Sophisticated Buyers understand the costs involved in documenting and closing a commercial real estate transaction and factor them into the overall cost of the transaction, just as they do costs such as the agreed-upon purchase price, real estate brokerage commissions, loan brokerage fees, loan commitment fees and the like.
Closing costs can constitute significant transaction expenses and must be factored into the Buyer’s business decision-making process in determining whether to proceed with a commercial real estate transaction. They are inescapable expenditures that add to the Buyer’s cost of acquiring commercial real estate. They must be taken into account to determine the “true purchase price” to be paid by the Buyer to acquire any given project and to accurately calculate the anticipated yield on investment.
Some closing costs may be shifted to the Seller through custom or effective contract negotiation, but many will unavoidably fall on the Buyer. These can easily total tens of thousands of dollars in an even moderately sized commercial real estate transaction in the $1,000,000 to $5,000,000 price range.
Costs often overlooked, but ever-present, include title insurance with required lender endorsements, an ALTA Survey, environmental site assessment(s), a Site Improvements Inspection Report, and, somewhat surprisingly, Buyers attorney’s fees.
For reasons that escape me, inexperienced Buyers of commercial real estate, and even some experienced Buyers, nearly always underestimate attorneys fees required in any given transaction. This is not because they are unpredictable, since the combined fees a Buyer must pay to its own attorney and to the Lender’s attorney typically aggregate around 1% of the Purchase Price.
This 1% figure consistently rings true, even though attorney’s fees in commercial real estate transactions are typically billed hourly, rather than on a percentage basis. In the hundreds of commercial real estate transactions I have been involved in, I have found that hourly-based attorneys’ fees payable by the Buyer/Borrower at closing typically range between .80% and 1.10% of the Purchase price, depending on the complexity of the transaction involved.
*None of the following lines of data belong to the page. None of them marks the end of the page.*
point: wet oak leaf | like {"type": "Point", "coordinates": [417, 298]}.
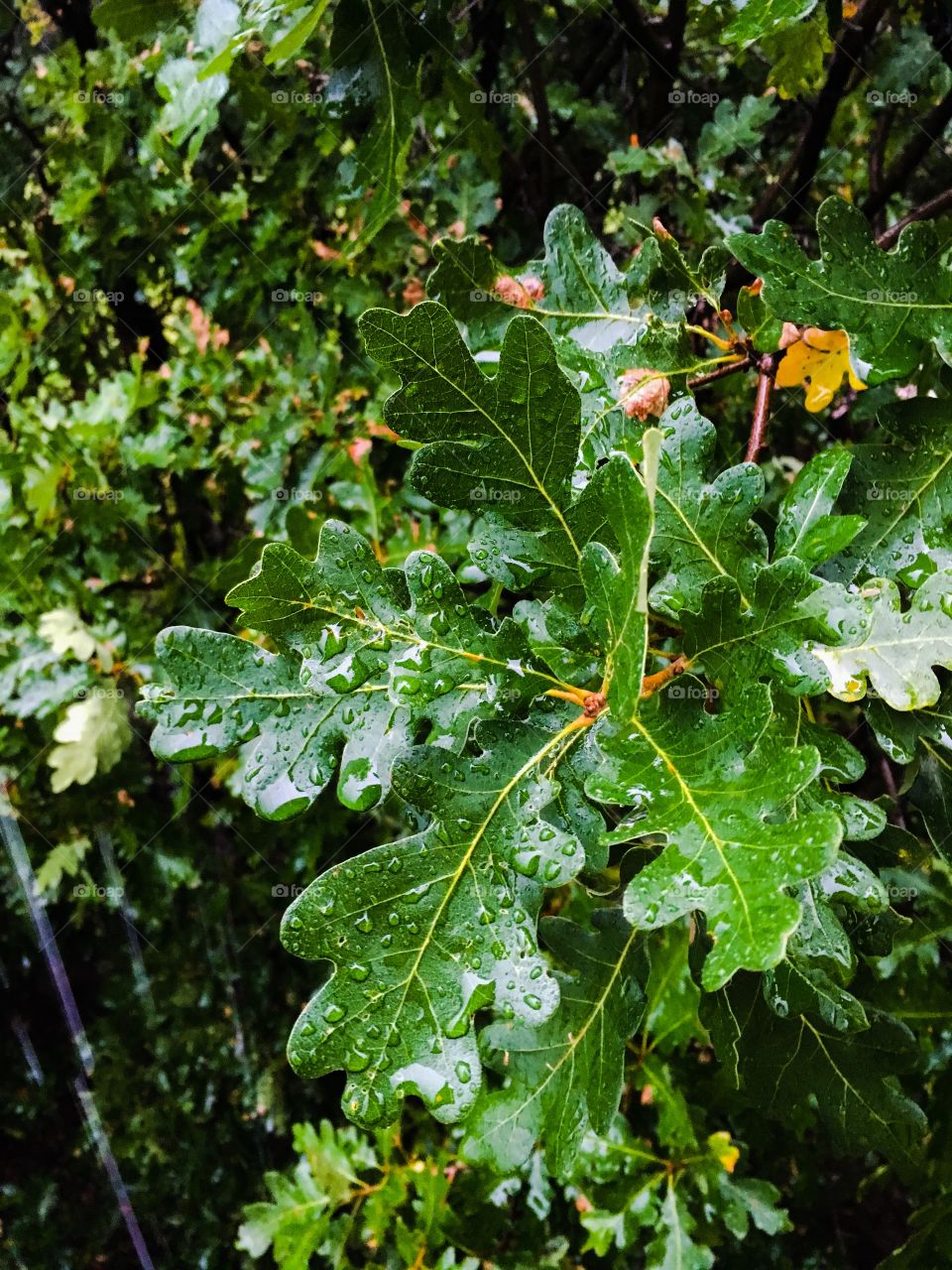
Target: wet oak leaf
{"type": "Point", "coordinates": [787, 1064]}
{"type": "Point", "coordinates": [896, 651]}
{"type": "Point", "coordinates": [563, 1078]}
{"type": "Point", "coordinates": [703, 527]}
{"type": "Point", "coordinates": [428, 930]}
{"type": "Point", "coordinates": [900, 483]}
{"type": "Point", "coordinates": [365, 656]}
{"type": "Point", "coordinates": [509, 443]}
{"type": "Point", "coordinates": [893, 305]}
{"type": "Point", "coordinates": [719, 789]}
For commercial real estate transactions with a purchase price smaller than $1,000,000, the percentage is typically higher. When the purchase price is higher than about $8,000,000, the percentage is typically smaller. The percentage usually breaks down as follows: Lender’s attorney’s fees (which the Borrower must typically pay) average between .25% and .30% of the loan amount. Fees for the Buyer’s attorney usually average between .65% and .85% of the Purchase Price.
Perhaps it stems from wishful thinking associated with the customarily low attorneys’ fees charged by attorneys handling residential real estate closings. In reality, the level of sophistication and the amount of specialized work required to fully investigate and document a transaction for a Buyer of commercial real estate makes comparisons with residential real estate transactions inappropriate. Sophisticated commercial real estate investors understand this. Less sophisticated commercial real estate buyers must learn how to properly budget this cost.
Concluding negotiations for the sale/purchase of a substantial commercial real estate project is a thrilling experience but, until the transaction closes, it is only ink on paper. To get to closing, the contract must anticipate the documentation the Buyer will be required to deliver to its lender to obtain purchase money financing. The Buyer must also be aware of the substantial costs to be incurred in preparing for closing so that the Buyer may reasonably plan its cash requirements for closing. With a clear understanding of what is required, and advanced planning to satisfy those requirements, the likelihood of successfully closing will be greatly enhanced.